Urban agriculture: What limits?

By Don Okpala

Habitat Debate, December 2003 Vol. 9 No. 4

Urban agriculture has gained increasing significance, popularity and advocacy in recent years. As documented by an ever-increasing body of research, the economic crises and restructuring which the developing world has seen in the past decade or two are prime factors behind the phenomenon. But a well-informed, critical look suggests that urban agriculture does little to support sustainable urban development.

Urban agriculture refers to the raising of food crops, horticulture, poultry and other livestock in cities and towns. Such
activities are typically conducted in the back and front yards of houses, in public and private open spaces and in other vacant lots.

Advocates of urban agriculture point out major benefits. It enables the urban poor to reduce household food expenses, which enhances food security and nutritional control, especially in difficult circumstances. Affordable food releases more of admittedly low or precarious incomes for other expenditures, including health and education. And since urban farmers are more likely to be female, urban agriculture contributes to the empowerment of women and is an attractive alternative to informal, poorly paid jobs.

The advocates assert that urban agriculture is important not just to low-income, but also to middle-income earners, the unemployed and the underemployed.

A critical look, however, suggests that for all its immediate benefits as a coping strategy, urban agriculture does pose serious challenges to sustainable development and management of cities. The main concerns revolve around the environment, health and the economics of land-use management.

The higher pollution rates in urban areas threaten contamination of horticultural products, and urban livestock production can help spread epidemics. Chemical fertilisers and pesticides can pollute soils and the water table, as can livestock waste.

From a planning point of view, the allocation of more land to agriculture in cities encourages urban sprawl, with its implications for infrastructural costs. It can also affect the value of food produced on expensive urban land which could have higher value and yield if used for non-agricultural urban purposes.

In a rational world, this type of consideration should prevail, at least in the context of mature urbanisation. Related concerns include the resulting high costs and inefficiencies of infrastructures.

In the ongoing debate over urban agriculture, UN-HABITAT focuses on food security and income enhancement for urban populations. The agency is not opposed to urban agriculture as such. But its view is that the practice must be subject to certain conditions and limitations.

To UN-HABITAT, efforts to achieve food security must be part of an overall drive to eradicate poverty and promote sustainable development of society as a whole. In this context, it must be recognized that food security does not necessarily require that everyone produce their own meat, vegetables or fruit.

Therefore, UN-HABITAT supports temporary use of vacant urban land and plots for agricultural purposes as long as it is not detrimental to health, the environment and economic efficiency, and where there are ample tracts of vacant urban land. This is still the case in a number of Least Developed Countries.

But supporting or encouraging the allocation of land for permanent agricultural practice in urban areas would be a contradiction in terms. Of course, peri-urban agriculture is of a different nature and is usefully practised in many countries.

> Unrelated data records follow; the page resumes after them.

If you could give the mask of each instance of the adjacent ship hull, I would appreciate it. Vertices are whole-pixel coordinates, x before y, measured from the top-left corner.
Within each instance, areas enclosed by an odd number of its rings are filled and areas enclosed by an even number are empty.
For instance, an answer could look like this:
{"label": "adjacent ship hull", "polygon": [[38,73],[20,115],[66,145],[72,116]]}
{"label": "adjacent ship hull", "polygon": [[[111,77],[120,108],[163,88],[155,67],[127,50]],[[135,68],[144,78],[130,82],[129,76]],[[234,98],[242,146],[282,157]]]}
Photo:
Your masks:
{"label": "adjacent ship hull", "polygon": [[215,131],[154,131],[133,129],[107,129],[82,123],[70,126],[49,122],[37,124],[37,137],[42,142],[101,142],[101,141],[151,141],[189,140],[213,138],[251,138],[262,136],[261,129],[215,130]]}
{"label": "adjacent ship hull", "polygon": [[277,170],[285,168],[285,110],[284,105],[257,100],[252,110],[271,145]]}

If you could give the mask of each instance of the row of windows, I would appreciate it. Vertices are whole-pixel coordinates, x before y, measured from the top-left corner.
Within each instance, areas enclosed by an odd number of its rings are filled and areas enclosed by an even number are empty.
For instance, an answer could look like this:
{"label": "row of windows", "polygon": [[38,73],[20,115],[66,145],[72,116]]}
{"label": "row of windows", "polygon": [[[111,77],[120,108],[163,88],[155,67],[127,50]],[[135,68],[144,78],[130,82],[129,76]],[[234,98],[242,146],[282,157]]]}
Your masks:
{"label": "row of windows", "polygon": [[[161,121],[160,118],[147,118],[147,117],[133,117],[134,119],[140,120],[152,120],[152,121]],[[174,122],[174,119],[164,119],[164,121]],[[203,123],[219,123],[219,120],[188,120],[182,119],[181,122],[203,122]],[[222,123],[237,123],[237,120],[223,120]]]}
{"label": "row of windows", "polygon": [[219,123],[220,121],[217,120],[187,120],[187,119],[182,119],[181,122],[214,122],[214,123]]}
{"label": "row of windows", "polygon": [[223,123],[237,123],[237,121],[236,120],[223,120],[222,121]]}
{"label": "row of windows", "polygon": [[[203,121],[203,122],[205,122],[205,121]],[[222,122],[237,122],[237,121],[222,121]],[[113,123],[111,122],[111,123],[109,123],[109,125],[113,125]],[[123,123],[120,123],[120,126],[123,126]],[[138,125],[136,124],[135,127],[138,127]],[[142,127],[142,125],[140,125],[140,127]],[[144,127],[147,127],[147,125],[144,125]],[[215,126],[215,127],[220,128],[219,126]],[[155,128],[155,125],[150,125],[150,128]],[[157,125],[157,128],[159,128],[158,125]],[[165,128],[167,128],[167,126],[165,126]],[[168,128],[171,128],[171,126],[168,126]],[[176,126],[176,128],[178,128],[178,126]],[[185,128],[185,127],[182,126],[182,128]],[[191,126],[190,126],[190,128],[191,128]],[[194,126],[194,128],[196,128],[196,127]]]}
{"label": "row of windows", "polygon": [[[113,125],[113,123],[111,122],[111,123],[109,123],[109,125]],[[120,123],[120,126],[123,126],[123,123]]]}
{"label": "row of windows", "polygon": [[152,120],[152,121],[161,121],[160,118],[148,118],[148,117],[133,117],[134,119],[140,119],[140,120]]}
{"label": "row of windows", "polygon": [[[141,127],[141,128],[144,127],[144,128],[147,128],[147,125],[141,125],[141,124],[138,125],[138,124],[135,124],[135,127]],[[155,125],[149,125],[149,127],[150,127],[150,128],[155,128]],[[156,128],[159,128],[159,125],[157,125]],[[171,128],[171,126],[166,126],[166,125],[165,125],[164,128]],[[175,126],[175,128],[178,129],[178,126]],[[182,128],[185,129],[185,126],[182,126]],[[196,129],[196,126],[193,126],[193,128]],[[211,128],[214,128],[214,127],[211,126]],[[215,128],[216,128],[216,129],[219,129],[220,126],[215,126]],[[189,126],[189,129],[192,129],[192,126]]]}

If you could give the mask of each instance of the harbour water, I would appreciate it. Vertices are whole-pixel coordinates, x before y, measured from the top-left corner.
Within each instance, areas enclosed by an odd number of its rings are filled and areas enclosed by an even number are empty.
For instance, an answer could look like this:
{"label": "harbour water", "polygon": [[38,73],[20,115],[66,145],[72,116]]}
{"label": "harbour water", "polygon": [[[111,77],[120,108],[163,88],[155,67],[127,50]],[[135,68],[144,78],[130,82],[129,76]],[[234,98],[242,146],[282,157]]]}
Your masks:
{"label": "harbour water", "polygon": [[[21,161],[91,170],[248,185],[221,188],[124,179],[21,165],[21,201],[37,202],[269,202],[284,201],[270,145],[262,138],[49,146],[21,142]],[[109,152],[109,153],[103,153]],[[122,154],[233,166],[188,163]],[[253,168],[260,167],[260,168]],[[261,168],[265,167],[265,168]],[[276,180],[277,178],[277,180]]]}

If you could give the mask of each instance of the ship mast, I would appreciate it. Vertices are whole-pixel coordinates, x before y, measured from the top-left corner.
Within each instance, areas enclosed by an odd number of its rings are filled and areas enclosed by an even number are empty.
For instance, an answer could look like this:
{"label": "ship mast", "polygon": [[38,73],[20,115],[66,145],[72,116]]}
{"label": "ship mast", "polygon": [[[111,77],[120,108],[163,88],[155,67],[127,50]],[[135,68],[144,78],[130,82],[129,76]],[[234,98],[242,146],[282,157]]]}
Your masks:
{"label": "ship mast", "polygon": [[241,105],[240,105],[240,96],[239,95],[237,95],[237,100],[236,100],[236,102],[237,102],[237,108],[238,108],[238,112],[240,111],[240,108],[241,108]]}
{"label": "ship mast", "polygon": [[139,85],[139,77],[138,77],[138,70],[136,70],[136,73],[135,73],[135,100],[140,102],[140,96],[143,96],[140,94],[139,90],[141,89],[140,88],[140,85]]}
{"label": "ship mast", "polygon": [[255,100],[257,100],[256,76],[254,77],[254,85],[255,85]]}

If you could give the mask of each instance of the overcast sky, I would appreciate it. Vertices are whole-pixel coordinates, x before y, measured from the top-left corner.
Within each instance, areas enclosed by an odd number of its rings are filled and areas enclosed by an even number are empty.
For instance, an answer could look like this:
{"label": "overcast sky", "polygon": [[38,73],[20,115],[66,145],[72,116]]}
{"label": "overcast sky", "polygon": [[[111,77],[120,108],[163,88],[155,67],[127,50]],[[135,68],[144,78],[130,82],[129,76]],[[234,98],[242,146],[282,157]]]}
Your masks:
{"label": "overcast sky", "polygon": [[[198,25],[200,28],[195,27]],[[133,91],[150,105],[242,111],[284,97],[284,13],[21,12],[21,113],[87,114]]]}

It is widely accepted that food insecurity in urban areas is more of a problem of access to food, than a problem of production or existence of food. Therefore, the challenge is to facilitate distribution and access of food for all socio-economic segments of the population, including the poor. This calls for appropriate urban planning and location

of markets, as well as provision of adequate transportation networks to ensure easy and affordable access.

Such provision of social and economic infrastructure through urban planning and management, including support for food distribution and access, is a key concern in the implementation of the Habitat Agenda. Therefore, with its conditional support for urban agriculture, UN-HABITAT is acting in keeping with its specific mission within the UN system.

Don Okpala is Chief of UN-HABITAT's Urban Economy and Finance Branch and Acting Director of its Monitoring and Research Division.